When you started writing, you took your grandmother’s name, Silcott, instead of using your own name, Hamilton. Why did you feel the need for, as it were, a protective pseudonym and would you make the same choice again?

I actually chose it, not to hide myself, but to distinguish myself from two other Jane Hamiltons who write–the American author of The Book of Ruth and Mapping the World and Jane Eaton Hamilton, a wonderful writer who happens to live near me, and who has, also like me, struggled with how to distinguish herself. Jane, whose initial is also “A,” called herself “Jena Hamilton” for a while and then “J.A. Hamilton” before adopting her grandmother’s name “Eaton.” I initially tried “A. Jane Hamilton,” but decided for a wholesale change after a local bookseller approached me at a reading some years ago. He was carrying a stack of books and journals, all containing work by one Jane Hamilton or another (including me), and he said, “Which one are you?” That was the final push. I chose “Silcott” from my father’s side of the family partly because that history is not as well known, and also because I like the sound of it. I believe if I were to choose again, I’d do the same, even though I miss my Hamilton name and feel a little odd without it, I also feel an invigorating sense of newness and possibility—this Silcott person—who is she?

The title of your book comes from Sophocles: “To him who is in fear everything rustles.” And yet, in reading your essays, I don’t really pick up actual fear, except perhaps in the final essay. Rather, I see ruefulness, occasional trepidation, huge curiosity, a sense of humanity’s innate frailty . . . What did you set out to encapsulate in the collection?

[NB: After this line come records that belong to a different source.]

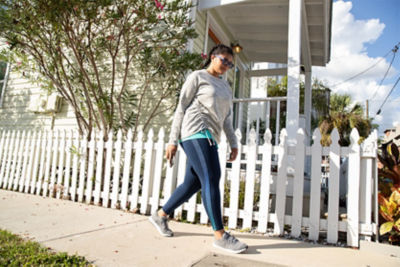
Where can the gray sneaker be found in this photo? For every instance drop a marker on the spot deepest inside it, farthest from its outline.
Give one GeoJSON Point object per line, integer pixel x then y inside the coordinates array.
{"type": "Point", "coordinates": [230, 243]}
{"type": "Point", "coordinates": [161, 223]}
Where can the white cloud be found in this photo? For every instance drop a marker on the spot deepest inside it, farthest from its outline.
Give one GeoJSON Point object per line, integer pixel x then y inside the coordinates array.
{"type": "Point", "coordinates": [349, 57]}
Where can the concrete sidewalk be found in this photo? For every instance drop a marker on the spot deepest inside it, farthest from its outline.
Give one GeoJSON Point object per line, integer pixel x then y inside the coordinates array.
{"type": "Point", "coordinates": [110, 237]}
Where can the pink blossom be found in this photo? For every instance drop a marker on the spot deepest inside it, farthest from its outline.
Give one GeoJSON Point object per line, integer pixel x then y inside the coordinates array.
{"type": "Point", "coordinates": [158, 4]}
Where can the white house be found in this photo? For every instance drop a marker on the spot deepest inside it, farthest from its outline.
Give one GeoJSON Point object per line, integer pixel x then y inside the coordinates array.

That’s interesting that you don’t pick up on fear. People tell me that quite often—that I don’t seem afraid, and yet I feel afraid almost all of the time, especially when writing, so in that sense the full quote is apt. And yet, I agree with you that the book isn’t all about fear. There are other shadings, and I’m happy that one of the cover images is so joyful (the blue dress, the bare feet running through leaves). For me, the rustling speaks to that state of hyper-awareness inside of fear when time seems to stop and we see and hear everything around us in sharp relief. That’s the state of awareness I’m after and curious about—in all kinds of emotions and situations—those moments that shimmer and rustle around us.

You have been active as both a writer and an organizer/administrator for many years. And now you teach writing. What does your membership in the Creative Nonfiction Collective bring to you personally and professionally?

The CNFC is a wonderful group—historians, poets, memoirists, essayists— writers who aren’t afraid to look themselves in the eye. I admire them all, and I love the sense of fellowship and camaraderie in the group. At the conference, we explore questions of craft and ethics and talk about the hard things about writing from life—like when is it okay to be stopped by concerns about others’ feelings, and when is it your story alone? These are unanswerable questions, at least at a broad level or a collective level. They’re questions we all have to answer for ourselves, but without the conversations, it would be a lonely and difficult debate. One writer said at the conference that she felt in the CNFC that she had found her people. I think that’s a lovely thought—and true, if finding your people means finding the people who are engaged in the same quest as you are. I find the collective a marvelous way to engage with the world. I’ve just volunteered to be on the board, something I realized I’d missed. Teaching and writing can both be lonely jobs. Meetings. Could I really say I missed meetings? Ask me again in another year. I may have a different answer. But yes, I missed meetings.